Federal prosecutors called Larry Bowers as their expert witness to testify on the side effects of anabolic steroids and human growth hormone during the first week of the Barry Bonds perjury trial. Barry Bonds is on trial for lying under oath about knowingly using performance enhancing drugs (PEDs) such as anabolic steroids and human growth hormone.
Larry Bowers is the Chief Science Officer of the United States Anti-Doping Agency (USADA); he is an expert in analytical chemistry and drug testing. Although Bowers is not a medical doctor and has never seen a patient nor treated a single patient with steroid-related side effects, he was chosen as the prosecution’s authority on medical side effects related to PEDs.
Bowers testified that the side effects of recombinant human growth hormone include enlarged head, hands and feet. The defense sought to have the evidence excluded based on the limited scientific evidence supporting the existence of such side effects.

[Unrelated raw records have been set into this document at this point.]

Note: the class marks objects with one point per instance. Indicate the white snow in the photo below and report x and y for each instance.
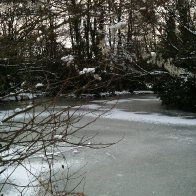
(87, 70)
(119, 25)
(17, 110)
(154, 118)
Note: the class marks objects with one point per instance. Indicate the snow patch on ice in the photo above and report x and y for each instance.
(87, 70)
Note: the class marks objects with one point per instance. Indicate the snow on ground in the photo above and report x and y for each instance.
(154, 118)
(87, 70)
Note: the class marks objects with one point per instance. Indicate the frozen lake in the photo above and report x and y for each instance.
(156, 154)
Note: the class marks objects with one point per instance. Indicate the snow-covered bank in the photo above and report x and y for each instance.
(154, 118)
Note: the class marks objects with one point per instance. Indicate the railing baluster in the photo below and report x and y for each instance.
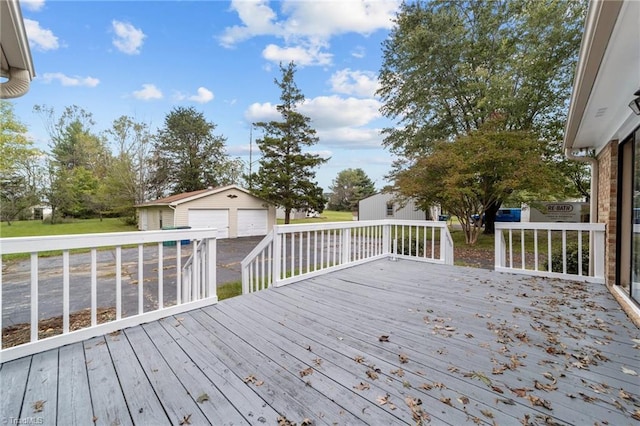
(65, 291)
(34, 297)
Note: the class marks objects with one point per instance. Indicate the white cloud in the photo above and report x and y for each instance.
(302, 56)
(128, 38)
(70, 81)
(358, 83)
(204, 95)
(148, 92)
(33, 5)
(40, 38)
(307, 26)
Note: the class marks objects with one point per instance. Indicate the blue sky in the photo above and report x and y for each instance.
(144, 58)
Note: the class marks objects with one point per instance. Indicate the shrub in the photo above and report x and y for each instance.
(572, 260)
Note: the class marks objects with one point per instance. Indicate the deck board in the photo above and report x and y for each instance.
(474, 346)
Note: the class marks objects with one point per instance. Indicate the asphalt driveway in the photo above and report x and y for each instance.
(16, 289)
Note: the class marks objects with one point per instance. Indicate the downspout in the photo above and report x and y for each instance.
(17, 84)
(593, 199)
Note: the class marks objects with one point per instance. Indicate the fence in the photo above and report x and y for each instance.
(293, 252)
(136, 277)
(573, 251)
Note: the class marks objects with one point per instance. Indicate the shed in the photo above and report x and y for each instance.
(233, 210)
(384, 205)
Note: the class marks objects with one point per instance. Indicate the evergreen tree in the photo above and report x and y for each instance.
(286, 175)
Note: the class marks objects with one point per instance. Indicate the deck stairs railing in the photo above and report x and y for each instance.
(572, 251)
(115, 280)
(291, 253)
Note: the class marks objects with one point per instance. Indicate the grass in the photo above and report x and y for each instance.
(28, 228)
(325, 216)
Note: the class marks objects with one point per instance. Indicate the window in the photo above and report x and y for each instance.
(389, 209)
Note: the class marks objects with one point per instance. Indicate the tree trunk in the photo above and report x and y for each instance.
(490, 217)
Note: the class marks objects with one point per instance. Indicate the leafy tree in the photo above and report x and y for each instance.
(349, 187)
(469, 174)
(451, 66)
(18, 190)
(79, 162)
(187, 155)
(128, 178)
(286, 175)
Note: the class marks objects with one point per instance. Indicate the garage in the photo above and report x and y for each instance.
(210, 218)
(252, 222)
(233, 210)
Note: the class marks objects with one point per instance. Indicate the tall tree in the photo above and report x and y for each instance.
(18, 190)
(286, 175)
(470, 173)
(187, 155)
(78, 164)
(451, 66)
(349, 187)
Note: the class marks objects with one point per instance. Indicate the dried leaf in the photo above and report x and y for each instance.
(38, 406)
(463, 400)
(362, 386)
(445, 400)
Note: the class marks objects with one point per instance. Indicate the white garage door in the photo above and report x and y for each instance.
(210, 218)
(252, 222)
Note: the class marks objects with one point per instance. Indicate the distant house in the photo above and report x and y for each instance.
(384, 206)
(234, 211)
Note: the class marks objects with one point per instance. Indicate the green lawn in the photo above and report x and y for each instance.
(28, 228)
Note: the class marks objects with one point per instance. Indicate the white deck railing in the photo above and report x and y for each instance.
(139, 276)
(573, 251)
(291, 253)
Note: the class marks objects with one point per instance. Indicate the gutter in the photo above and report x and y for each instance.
(17, 85)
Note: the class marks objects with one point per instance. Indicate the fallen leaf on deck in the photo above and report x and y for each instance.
(446, 401)
(362, 386)
(38, 406)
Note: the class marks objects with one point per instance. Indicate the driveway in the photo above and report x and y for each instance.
(16, 289)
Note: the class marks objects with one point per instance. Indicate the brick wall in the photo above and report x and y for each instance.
(607, 204)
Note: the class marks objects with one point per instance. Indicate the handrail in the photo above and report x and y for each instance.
(562, 255)
(96, 279)
(294, 252)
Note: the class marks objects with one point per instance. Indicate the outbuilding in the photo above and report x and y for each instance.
(384, 205)
(233, 210)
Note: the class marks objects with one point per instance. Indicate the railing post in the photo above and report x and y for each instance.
(211, 267)
(277, 255)
(346, 246)
(500, 253)
(386, 238)
(597, 254)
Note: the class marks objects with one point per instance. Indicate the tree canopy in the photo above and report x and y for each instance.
(287, 174)
(348, 188)
(450, 67)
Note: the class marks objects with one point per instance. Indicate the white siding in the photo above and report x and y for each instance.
(376, 207)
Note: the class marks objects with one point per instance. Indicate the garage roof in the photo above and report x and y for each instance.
(185, 197)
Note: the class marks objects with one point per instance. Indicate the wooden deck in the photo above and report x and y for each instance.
(381, 343)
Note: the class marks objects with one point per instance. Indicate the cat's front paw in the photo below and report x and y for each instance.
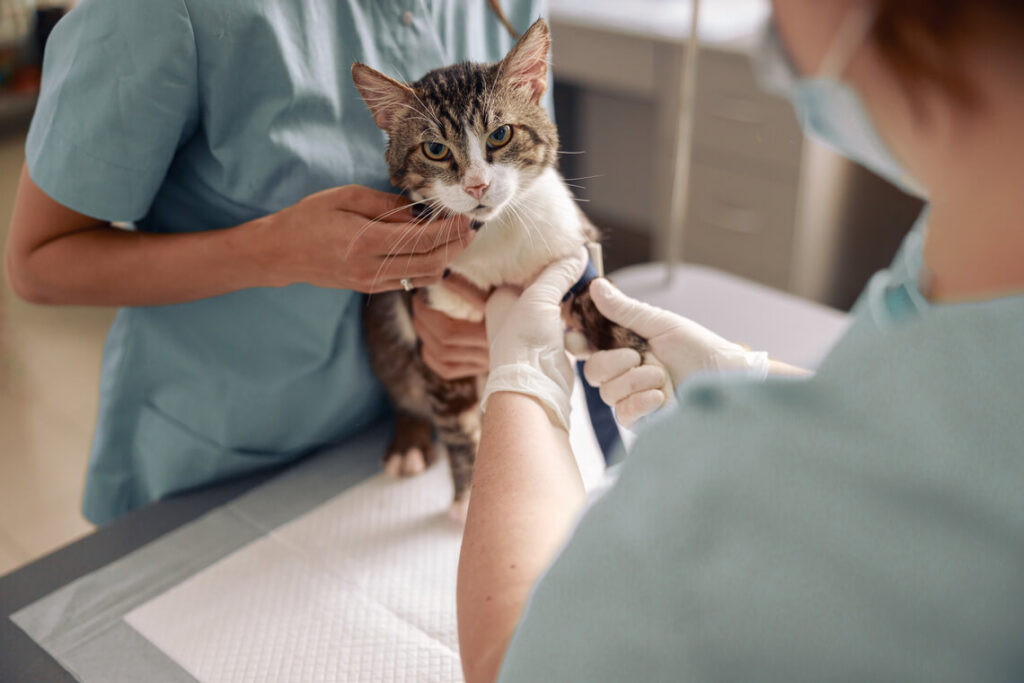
(406, 464)
(412, 451)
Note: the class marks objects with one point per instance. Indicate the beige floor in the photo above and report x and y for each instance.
(49, 376)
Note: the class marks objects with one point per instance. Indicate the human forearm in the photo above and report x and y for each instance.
(526, 495)
(57, 255)
(103, 265)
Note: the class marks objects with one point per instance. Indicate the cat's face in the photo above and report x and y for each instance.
(469, 137)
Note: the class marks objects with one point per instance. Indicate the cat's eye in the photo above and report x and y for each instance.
(436, 151)
(500, 136)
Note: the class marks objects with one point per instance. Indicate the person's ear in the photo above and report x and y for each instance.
(526, 63)
(385, 96)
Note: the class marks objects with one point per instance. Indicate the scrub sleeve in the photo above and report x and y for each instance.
(119, 97)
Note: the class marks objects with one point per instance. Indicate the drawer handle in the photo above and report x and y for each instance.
(739, 110)
(735, 218)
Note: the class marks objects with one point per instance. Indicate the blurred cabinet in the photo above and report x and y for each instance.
(744, 180)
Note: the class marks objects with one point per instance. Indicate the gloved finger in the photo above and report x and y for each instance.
(605, 366)
(633, 381)
(555, 281)
(630, 410)
(499, 305)
(642, 318)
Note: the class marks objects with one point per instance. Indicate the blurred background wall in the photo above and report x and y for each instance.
(765, 203)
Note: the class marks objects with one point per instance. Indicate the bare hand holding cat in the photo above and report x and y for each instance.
(359, 239)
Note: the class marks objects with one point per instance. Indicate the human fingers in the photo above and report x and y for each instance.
(630, 410)
(635, 380)
(446, 331)
(604, 366)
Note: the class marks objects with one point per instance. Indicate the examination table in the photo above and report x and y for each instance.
(325, 570)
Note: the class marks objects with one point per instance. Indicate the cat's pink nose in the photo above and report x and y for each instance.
(476, 191)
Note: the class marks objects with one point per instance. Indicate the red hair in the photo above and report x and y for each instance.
(924, 40)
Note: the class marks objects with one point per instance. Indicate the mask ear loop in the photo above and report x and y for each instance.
(851, 37)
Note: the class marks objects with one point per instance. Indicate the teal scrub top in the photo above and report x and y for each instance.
(865, 524)
(185, 116)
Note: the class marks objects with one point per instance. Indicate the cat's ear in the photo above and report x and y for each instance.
(385, 96)
(526, 63)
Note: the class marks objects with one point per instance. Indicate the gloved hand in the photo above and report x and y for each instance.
(636, 387)
(527, 340)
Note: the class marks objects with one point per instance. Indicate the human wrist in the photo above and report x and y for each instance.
(256, 255)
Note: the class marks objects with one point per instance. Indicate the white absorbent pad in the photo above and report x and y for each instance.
(360, 589)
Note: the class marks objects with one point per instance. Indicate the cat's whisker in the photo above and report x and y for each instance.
(531, 210)
(378, 219)
(402, 239)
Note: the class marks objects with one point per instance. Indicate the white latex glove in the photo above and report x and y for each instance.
(526, 336)
(680, 347)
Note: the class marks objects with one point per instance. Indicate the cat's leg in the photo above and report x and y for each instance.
(412, 450)
(457, 417)
(391, 342)
(599, 334)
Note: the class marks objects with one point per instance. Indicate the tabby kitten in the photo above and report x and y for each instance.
(472, 139)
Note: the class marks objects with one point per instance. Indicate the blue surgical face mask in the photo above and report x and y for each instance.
(829, 110)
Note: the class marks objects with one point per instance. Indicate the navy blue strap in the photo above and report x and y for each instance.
(603, 420)
(588, 275)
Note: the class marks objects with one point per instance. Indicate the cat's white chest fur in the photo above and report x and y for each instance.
(539, 226)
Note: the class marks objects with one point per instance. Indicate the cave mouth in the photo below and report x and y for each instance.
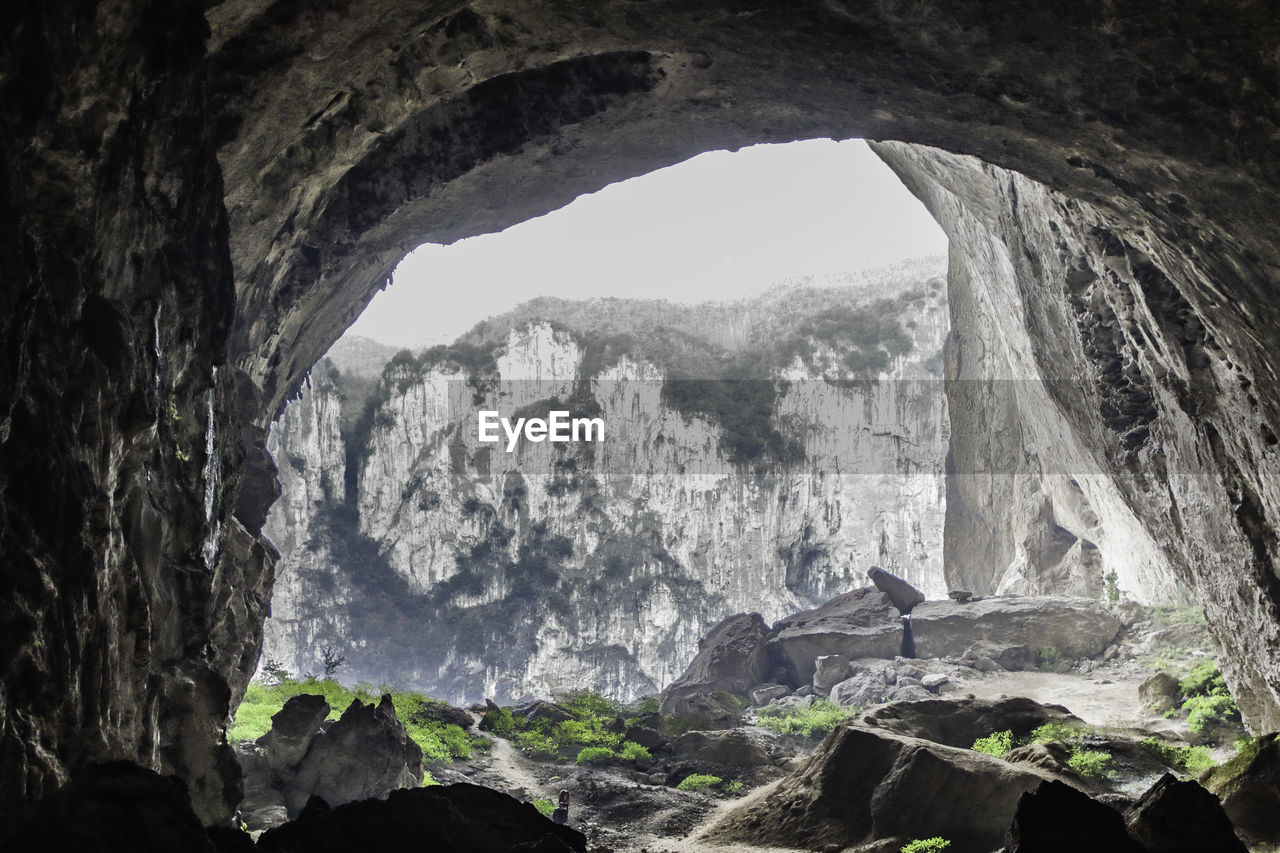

Judge Susan Illston ruled that the testimony was admissible.
Some writers celebrated that judge’s decision to allow the evidence but not necessarily because of its relevance to the Bonds perjury trial.
Gwen Knapp of the San Francisco Chronicle applauded the decision because it legitimized scientifically-questionable side effects that she felt could be useful in deterring other athletes from using PEDs.
Judge Susan Illston shut down the defense’s attempt to exclude evidence that artificial human growth hormone can lead to enlarged heads, hands and feet. She left a fairly powerful tool in the prosecution’s hands, but more importantly, she took an opportunity away from people who push performance-enhancing drugs.
If she had gone the other way, sleazy coaches or trainers could have pointed to the decision and said: “Growth hormone isn’t dangerous. The judge in Barry Bonds’ trial threw out all the research because she knew the studies were unreliable.”
The desire to demonize PEDs in order to deter athletes from using the substances is more often influenced by a moral agenda rather than a scientific agenda. Teaching athletes about the true side effects of drugs should be guided by science not morality.
“Anti-steroid education” programs are not really education programs at all. A legitimate education programs strives to provide factual, scientific, evidence-based information about performance-enhancing drugs; it is neither “anti-steroid” nor “pro-steroid” but pro-truth. An “anti-steroid” program by its very nature is guided by a (moral) agenda that steroids are bad; this has a natural tendency to demonize steroids with the use of scare tactics.
We should demand accurate and truthful information about PEDs rather than cling to tenuous side effects in the hope that athletes are scared away from using PEDs.